Mais il y a beaucoup plus grave. Ce texte introduit un invraisemblable accroissement de la rigidité de fonctionnement de la Compagnie, puisque l’accord s’applique aussi quand la Compagnie pourrait avoir besoin de flexibilité en temps normal. Qui dit rigidité dit augmentation des coûts et diminution de la performance. Est-ce ce qu’il faut faire dans une entreprise menacée de mort par sa non-compétitivité?

Bien sûr, le syndicat SNPL, majoritaire, a habilement profité du contexte de campagne électorale, et de l’arrivée d’un nouveau patron, Alexandre de Juniac, parachuté politique (il était directeur de cabinet de Christine Lagarde à Bercy), pour « obtenir » un « avantage désormais acquis ». JusMurmurandi ne peut que constater avec consternation qu’outre que cet accord vide le texte de loi de l’essentiel de son efficacité, il augmente les coûts de la Compagnie sans avantage pour qui que ce soit, ce qui représente le bilan le plus nul qui soit.

Air France et le ministre des Transports le savent très bien, qui bafouillent qu’il s’agit d’un accord « pour sauver la paix sociale », et le ministre d’ajouter avec un évident dépit: « Air France est une compagnie nationale qui est dans une situation préoccupante. Est-ce que tout le monde en a conscience? »

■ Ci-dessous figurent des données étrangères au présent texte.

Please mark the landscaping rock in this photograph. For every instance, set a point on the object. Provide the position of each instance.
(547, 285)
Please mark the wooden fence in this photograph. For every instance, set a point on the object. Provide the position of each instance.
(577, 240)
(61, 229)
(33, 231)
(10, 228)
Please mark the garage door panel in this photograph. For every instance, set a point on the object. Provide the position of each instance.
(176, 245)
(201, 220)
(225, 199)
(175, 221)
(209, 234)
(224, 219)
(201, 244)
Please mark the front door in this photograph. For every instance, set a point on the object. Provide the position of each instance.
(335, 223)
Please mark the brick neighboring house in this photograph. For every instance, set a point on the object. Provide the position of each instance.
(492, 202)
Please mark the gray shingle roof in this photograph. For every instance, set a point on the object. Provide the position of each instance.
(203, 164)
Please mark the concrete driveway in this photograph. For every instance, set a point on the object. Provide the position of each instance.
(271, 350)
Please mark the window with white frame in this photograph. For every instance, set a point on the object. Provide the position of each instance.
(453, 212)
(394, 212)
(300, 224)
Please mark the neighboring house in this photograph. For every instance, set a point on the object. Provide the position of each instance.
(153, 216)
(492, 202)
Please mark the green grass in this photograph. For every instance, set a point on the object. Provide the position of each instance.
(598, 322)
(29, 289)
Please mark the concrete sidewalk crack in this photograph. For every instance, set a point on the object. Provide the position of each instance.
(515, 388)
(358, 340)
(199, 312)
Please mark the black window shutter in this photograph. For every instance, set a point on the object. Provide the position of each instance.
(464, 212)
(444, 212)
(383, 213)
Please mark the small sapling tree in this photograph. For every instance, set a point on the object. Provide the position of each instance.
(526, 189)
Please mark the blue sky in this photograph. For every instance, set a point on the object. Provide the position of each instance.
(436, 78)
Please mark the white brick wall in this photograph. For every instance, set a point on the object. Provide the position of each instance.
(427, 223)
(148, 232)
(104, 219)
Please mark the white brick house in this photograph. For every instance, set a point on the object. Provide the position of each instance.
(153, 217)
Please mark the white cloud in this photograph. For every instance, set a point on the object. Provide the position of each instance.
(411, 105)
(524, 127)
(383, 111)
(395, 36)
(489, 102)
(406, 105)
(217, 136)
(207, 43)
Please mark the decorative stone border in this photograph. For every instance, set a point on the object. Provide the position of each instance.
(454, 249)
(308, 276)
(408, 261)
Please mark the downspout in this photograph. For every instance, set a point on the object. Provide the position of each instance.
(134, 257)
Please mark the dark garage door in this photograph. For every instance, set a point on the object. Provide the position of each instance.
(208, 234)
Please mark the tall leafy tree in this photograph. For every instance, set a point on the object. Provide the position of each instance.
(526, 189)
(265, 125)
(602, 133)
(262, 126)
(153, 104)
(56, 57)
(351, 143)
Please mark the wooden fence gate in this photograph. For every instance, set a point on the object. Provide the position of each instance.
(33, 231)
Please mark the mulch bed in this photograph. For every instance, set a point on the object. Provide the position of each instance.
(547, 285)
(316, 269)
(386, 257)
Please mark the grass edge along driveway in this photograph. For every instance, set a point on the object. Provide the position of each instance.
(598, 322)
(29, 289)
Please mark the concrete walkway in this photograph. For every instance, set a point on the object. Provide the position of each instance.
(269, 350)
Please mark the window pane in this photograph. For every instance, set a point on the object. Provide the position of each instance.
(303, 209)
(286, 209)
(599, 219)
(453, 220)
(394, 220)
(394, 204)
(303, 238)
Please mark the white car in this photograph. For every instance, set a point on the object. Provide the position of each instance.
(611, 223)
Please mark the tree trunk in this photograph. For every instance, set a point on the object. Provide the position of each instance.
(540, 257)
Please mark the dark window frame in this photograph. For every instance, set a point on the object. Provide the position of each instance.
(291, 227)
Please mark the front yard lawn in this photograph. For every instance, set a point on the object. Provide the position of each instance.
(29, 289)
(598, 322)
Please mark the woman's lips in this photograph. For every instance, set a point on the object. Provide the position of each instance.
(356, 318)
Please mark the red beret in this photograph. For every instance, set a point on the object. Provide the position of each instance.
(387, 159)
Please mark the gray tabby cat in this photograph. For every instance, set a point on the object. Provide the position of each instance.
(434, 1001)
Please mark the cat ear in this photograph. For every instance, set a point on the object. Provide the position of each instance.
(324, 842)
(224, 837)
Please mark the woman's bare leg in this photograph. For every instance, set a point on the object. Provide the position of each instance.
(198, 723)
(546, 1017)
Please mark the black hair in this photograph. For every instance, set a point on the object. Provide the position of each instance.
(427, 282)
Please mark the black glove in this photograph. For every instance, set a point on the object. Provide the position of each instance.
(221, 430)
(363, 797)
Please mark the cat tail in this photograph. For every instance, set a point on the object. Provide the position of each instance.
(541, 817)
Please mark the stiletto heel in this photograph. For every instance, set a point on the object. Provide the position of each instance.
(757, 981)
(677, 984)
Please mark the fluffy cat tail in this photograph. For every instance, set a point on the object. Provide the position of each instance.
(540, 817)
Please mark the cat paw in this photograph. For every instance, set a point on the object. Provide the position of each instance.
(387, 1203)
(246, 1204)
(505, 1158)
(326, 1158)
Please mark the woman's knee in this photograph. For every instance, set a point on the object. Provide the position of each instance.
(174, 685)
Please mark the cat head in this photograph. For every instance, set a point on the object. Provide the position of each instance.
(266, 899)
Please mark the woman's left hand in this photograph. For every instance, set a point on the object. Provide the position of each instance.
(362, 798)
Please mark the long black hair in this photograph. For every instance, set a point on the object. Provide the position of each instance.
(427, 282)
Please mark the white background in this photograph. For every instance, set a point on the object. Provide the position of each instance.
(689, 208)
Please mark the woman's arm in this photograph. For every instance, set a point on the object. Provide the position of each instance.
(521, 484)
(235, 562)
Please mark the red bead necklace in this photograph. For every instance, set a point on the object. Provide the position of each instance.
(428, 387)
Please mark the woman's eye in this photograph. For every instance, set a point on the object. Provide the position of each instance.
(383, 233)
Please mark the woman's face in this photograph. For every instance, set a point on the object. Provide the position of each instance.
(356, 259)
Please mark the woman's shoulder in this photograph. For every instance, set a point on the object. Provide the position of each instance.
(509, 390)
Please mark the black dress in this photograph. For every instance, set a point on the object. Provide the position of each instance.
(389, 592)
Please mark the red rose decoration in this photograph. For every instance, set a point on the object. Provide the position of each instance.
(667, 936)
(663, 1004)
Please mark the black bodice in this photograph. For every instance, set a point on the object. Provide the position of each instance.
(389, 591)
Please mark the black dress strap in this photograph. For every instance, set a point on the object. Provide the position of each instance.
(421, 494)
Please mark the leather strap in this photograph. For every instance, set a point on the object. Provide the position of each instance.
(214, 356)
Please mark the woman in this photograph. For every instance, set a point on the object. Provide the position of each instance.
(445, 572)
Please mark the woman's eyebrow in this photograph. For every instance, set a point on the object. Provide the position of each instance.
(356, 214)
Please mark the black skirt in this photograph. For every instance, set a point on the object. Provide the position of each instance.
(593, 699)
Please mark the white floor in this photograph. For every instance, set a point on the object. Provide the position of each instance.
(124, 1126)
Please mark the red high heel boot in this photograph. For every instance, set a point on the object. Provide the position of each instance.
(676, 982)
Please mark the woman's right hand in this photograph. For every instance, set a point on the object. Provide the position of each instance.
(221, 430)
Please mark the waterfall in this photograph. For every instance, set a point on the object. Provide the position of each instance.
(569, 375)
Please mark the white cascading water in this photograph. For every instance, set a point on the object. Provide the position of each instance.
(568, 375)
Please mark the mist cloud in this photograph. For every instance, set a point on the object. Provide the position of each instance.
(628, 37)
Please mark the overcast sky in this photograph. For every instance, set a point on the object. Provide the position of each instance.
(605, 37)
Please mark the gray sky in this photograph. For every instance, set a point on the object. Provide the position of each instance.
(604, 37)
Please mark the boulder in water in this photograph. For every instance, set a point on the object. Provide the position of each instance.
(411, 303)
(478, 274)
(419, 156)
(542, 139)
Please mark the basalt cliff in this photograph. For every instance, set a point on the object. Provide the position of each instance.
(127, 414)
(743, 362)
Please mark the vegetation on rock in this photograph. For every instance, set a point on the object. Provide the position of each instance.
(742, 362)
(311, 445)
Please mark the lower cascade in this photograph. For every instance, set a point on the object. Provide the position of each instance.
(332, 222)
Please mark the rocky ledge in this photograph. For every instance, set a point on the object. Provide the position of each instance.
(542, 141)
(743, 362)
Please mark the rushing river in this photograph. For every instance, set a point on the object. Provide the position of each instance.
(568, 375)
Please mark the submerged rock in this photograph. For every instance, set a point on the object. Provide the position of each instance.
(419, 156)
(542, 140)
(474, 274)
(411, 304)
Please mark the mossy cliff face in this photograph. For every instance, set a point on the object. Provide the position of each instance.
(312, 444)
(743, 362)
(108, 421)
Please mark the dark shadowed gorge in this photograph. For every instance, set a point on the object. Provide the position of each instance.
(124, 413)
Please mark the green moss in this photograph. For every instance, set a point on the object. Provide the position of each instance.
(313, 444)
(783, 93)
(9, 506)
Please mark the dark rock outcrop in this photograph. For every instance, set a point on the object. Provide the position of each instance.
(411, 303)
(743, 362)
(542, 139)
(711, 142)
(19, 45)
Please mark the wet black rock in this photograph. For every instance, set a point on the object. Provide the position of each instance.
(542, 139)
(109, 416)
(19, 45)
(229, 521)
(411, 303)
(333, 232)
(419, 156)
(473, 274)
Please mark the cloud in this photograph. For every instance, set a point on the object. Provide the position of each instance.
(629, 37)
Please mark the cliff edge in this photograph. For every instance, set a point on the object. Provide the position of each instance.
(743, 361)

Visiblement les dangers qui menacent la survie même d’Air France ne semblent pas concerner les pilotes, volant sans doute à trop haute altitude pour s’intéresser à de simples problèmes de chiffres. Et très habitués avant la privatisation à être secourus par des quantités illimitées d’argent public pour combler les trous.

Sauf que le monde a changé. De l’argent public, il n’y en a plus, et le droit pour un État d’aider sa compagnie nationale, Bruxelles ne veut pas en entendre parler. D’où la faillite de Sabena ou de Swissair, les Air France belge et suisse, repartis après le naufrage, mais beaucoup plus petits, donc avec beaucoup moins de ces « chers pilotes ». Quant à Malev, l’Air France hongroise, ses avions sont désormais au sol.

JusMurmurandi, qui a parfois l’esprit mal tourné, se dit que le hasard est coquin, qui fait que le SNPL d’Air France s’est choisi un porte-parole dont le nom est « Jobard », mot qui d’après le Dictionnaire de l’Académie Française, a pour synonymes: « simple d’esprit, crédule, niais »…

Peut-être les syndicats d’Air France devraient-ils mieux regarder le dossier SeaFrance?